投稿: SOW | 2006/07/19 01:25

ひょっとして、セイウチ型の巨大生物とか出てませんでしたか?国連の極秘資料ではなぜか「使徒」と呼ばれているという・・・

投稿: 成田ひつじ | 2006/07/19 10:19

SOW さま

 あ、ホントだ。「まだおわらんよ」ということで、「、」なんでしたね。なおさなきゃ。

成田ひつじ さま

 今回のキービジュアルの一つに、水に浸かった京都盆地と言うのがありまして、そのド真ん中に傾いで建つ京都タワーが、遠めに白く光る十字架に見えるんですよ……。(^_^;)

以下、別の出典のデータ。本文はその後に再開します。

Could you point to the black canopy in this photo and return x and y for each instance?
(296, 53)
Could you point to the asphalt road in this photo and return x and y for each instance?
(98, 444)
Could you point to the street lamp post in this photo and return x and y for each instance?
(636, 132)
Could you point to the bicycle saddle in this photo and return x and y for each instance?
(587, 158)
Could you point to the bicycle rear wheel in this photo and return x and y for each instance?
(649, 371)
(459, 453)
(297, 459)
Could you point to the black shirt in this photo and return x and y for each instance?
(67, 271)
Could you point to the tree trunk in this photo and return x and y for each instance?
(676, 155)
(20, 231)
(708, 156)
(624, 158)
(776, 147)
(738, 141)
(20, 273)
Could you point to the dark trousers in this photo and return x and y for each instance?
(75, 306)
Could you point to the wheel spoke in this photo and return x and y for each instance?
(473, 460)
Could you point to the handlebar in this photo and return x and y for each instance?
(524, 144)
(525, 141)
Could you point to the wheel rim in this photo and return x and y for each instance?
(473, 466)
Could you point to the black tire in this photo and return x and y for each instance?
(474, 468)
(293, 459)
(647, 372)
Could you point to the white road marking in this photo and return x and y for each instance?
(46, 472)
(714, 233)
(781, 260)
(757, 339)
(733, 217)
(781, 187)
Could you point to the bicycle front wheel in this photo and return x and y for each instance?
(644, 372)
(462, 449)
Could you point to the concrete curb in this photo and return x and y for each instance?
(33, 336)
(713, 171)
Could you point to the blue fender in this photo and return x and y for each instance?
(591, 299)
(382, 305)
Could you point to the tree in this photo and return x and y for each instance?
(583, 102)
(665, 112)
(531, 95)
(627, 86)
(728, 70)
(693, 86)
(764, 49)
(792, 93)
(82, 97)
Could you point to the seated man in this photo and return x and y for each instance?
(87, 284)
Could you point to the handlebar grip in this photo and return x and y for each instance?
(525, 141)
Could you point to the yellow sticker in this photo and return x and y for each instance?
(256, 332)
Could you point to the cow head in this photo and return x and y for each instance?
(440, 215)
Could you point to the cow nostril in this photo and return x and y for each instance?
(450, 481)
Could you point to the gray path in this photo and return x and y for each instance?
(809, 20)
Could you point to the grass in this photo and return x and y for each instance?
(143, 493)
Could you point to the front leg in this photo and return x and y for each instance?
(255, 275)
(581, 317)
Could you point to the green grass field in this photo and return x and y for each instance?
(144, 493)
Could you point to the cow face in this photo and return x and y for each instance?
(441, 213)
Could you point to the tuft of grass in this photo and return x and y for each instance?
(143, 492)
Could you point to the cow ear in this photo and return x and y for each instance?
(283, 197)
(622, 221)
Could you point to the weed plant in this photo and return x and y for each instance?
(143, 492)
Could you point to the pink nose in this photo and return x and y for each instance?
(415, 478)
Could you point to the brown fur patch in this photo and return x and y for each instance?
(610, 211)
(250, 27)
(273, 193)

 海底から何か出そうと言う意味では、中野監督の海底乱泥流の方がナニでしたよね。

投稿: 神北恵太 | 2006/07/19 15:04

全体に無気力な、運命に任せよう的な気分が強い映画でした。
日本人は実際、こんな感じかもしれませんが、北村龍平版、生きようとするエネルギーに満ちた「日本沈没」も、観てみたいものです。

投稿: ななろく | 2006/07/21 02:53

ななろく さま

 渡老人が居ないこと、山本首相が初動状態で事故死していること、の二つから、今回、D計画自身が、誰が引っ張っているか判らない、政府のただの省庁機関、そこの公務員さんになっていて、情念の面から日本を惜しんだり、日本文化を慈しむが故に、災害に立ち向かうという、情動面での輔弼が薄かった感はあります。
 田所博士のような、イッちゃった人を中心にチームを組ませる、渡や山本の情理を越えたパワーがないのに、どうして学会の異端児があそこまで中核に居られるのかが謎です。そのために、大地真央さんの演じた田所の元ヨメという新キャラなんでしょうが、いくらなんでもちょっとねぇ。(攻殻機動隊S.A.C.2ndGIGの萱葺総理のイメージっぽかったのは良かったんだけどなぁ……。(^_^;))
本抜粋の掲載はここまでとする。